In fact, I feel there is not much left of the person I was when I headed out to Africa.  That version of me is gone.  I feel like a fragile shell of my original self and God has hollowed out my insides to transform and change me.  This is a very painful process and it is NOT where I want to be.

Or is it?

In Isaiah 64:8, it states, “Yet you, Lord, are our Father. We are the clay, you are the potter; we are all the work of your hand.”  I believe that if we choose to follow God, we must be willing to be like clay in His hands to be worked and molded in His way and time.  This is the price I have chosen to pay.  The price of saying yes to His calling to speak out for my sisters suffering from fistula.  The price of saying yes to the journey to Angola to meet these sisters.  My heart, which felt so intact, now feels broken.  God’s peace, which felt so close at hand, now feels elusive…like grabbing at a statue made of sand or Jell-O.  My corner of the world, which once felt so right, now feels as if I am wearing an outfit made for someone else.  It’s not that God is not with me.  He never leaves.  However, I am in the process of being changed anew.  It hurts deep down in the soul of who I am, but I know peace, God’s perfect peace, is there for the taking, a gift from Him.  He is near.  His time.  His way.  His plan.  I am His clay.

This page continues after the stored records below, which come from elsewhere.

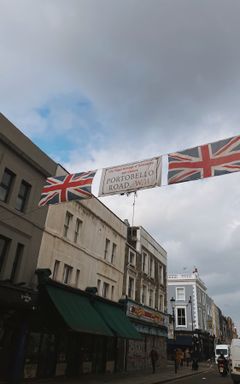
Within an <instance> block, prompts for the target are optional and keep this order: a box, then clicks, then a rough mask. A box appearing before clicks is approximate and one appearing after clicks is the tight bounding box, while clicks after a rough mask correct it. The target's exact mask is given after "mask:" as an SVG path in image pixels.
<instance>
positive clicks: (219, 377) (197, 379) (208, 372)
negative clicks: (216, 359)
mask: <svg viewBox="0 0 240 384" xmlns="http://www.w3.org/2000/svg"><path fill="white" fill-rule="evenodd" d="M172 383H177V384H233V381H232V379H231V377H230V375H228V376H226V377H222V376H220V374H219V373H218V371H217V369H216V368H213V369H211V370H210V371H208V372H206V373H199V374H197V375H194V376H189V377H184V378H182V379H178V380H174V381H172Z"/></svg>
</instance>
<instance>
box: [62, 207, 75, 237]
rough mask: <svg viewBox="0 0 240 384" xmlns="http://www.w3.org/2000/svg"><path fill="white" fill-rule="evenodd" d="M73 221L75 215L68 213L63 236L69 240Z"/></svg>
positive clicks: (66, 211) (65, 223) (65, 221)
mask: <svg viewBox="0 0 240 384" xmlns="http://www.w3.org/2000/svg"><path fill="white" fill-rule="evenodd" d="M72 220H73V214H72V213H71V212H69V211H66V213H65V220H64V229H63V236H64V237H65V238H68V233H69V228H70V224H71V221H72Z"/></svg>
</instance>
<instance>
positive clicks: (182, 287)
mask: <svg viewBox="0 0 240 384" xmlns="http://www.w3.org/2000/svg"><path fill="white" fill-rule="evenodd" d="M180 290H181V291H183V298H179V296H180V295H179V291H180ZM185 300H186V290H185V287H176V301H185Z"/></svg>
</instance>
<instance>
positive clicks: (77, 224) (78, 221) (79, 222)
mask: <svg viewBox="0 0 240 384" xmlns="http://www.w3.org/2000/svg"><path fill="white" fill-rule="evenodd" d="M81 228H82V221H81V220H80V219H77V220H76V226H75V233H74V243H77V242H78V239H79V235H80V231H81Z"/></svg>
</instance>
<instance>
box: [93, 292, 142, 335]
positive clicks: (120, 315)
mask: <svg viewBox="0 0 240 384" xmlns="http://www.w3.org/2000/svg"><path fill="white" fill-rule="evenodd" d="M93 305H94V308H95V309H96V310H97V311H98V313H99V314H100V315H101V316H102V318H103V320H104V321H105V322H106V324H107V325H108V326H109V328H111V330H112V331H113V333H114V334H115V335H116V336H119V337H124V338H128V339H142V336H141V335H140V333H139V332H138V331H137V330H136V328H135V327H134V325H133V324H132V323H131V321H130V320H129V319H128V317H127V316H126V315H125V313H124V312H123V310H122V309H121V308H120V307H119V306H116V305H113V304H108V303H104V302H102V301H97V300H96V301H94V303H93Z"/></svg>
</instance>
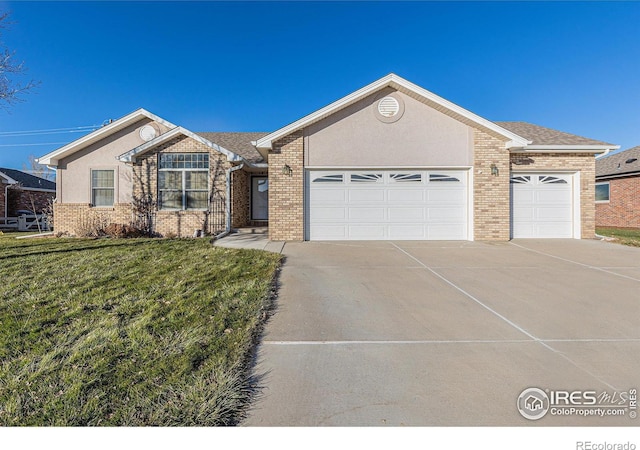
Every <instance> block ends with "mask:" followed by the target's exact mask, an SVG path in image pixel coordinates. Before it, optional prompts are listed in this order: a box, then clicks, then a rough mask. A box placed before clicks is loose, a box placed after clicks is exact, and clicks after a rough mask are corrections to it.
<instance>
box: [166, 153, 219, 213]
mask: <svg viewBox="0 0 640 450" xmlns="http://www.w3.org/2000/svg"><path fill="white" fill-rule="evenodd" d="M158 202H159V204H158V207H159V209H169V210H171V209H173V210H180V209H207V207H208V206H209V154H208V153H161V154H160V161H159V168H158Z"/></svg>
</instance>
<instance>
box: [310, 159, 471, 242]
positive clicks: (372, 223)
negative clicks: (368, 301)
mask: <svg viewBox="0 0 640 450" xmlns="http://www.w3.org/2000/svg"><path fill="white" fill-rule="evenodd" d="M467 179H468V171H465V170H455V171H454V170H413V171H411V170H375V169H372V170H358V171H345V170H340V171H327V170H312V171H309V172H308V177H307V187H308V189H307V193H308V198H307V200H308V201H307V211H306V216H307V217H306V218H307V220H306V224H307V230H306V232H307V239H309V240H410V239H414V240H427V239H433V240H464V239H468V199H467V197H468V194H467V190H468V188H467V185H468V181H467Z"/></svg>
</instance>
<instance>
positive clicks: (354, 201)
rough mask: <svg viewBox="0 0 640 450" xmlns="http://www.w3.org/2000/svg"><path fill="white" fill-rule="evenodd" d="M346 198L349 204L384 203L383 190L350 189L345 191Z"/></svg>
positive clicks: (377, 189)
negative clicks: (348, 198) (365, 203)
mask: <svg viewBox="0 0 640 450" xmlns="http://www.w3.org/2000/svg"><path fill="white" fill-rule="evenodd" d="M347 196H348V198H349V202H350V203H357V202H366V203H373V202H376V203H381V202H384V190H383V189H375V190H374V189H366V190H365V189H350V190H348V191H347Z"/></svg>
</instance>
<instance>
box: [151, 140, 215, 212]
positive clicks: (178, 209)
mask: <svg viewBox="0 0 640 450" xmlns="http://www.w3.org/2000/svg"><path fill="white" fill-rule="evenodd" d="M198 154H202V155H207V156H208V157H209V158H208V159H207V167H206V168H202V167H196V168H191V167H181V168H173V167H170V168H166V167H165V168H161V166H162V164H161V158H162V155H198ZM210 170H211V155H210V154H209V153H205V152H167V153H158V181H157V183H156V188H157V198H158V211H208V210H209V209H210V207H211V198H210V191H211V172H210ZM161 172H165V173H166V172H179V173H180V177H181V186H180V190H177V189H161V188H160V173H161ZM187 172H199V173H206V174H207V189H206V190H204V189H187V177H186V173H187ZM163 191H172V192H176V191H177V192H180V197H181V207H180V208H167V207H163V206H162V195H161V193H162V192H163ZM188 192H206V193H207V205H206V206H205V207H204V208H187V193H188Z"/></svg>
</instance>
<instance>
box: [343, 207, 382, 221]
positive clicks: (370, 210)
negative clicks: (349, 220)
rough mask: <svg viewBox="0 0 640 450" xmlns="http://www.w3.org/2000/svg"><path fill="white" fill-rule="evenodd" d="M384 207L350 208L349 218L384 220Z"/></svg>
mask: <svg viewBox="0 0 640 450" xmlns="http://www.w3.org/2000/svg"><path fill="white" fill-rule="evenodd" d="M384 212H385V209H384V208H372V207H368V208H349V219H350V220H355V221H368V220H374V221H383V220H384V219H385V217H384Z"/></svg>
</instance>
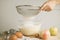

However, the price I am currently paying, even though great in my view, is so very small in comparison to the price these sisters of mine have paid, are currently paying and will pay in the days to come.  May this fragile shell of who I was become once again a mighty Ezer warrior for Him, as God equips me with bolder words, greater courage, and bigger vision as I speak out for my sisters.

At this time, God has not called me to live overseas, but He has called me to continue to be one of the many voices attempting to bridge the gap between the material “haves” and material “have nots”.  To encourage those who have to give their lives for those who do not.  Life for me has changed.  May I live it for Him.  May I continue to say yes, no matter the price or pain.  Will you join me?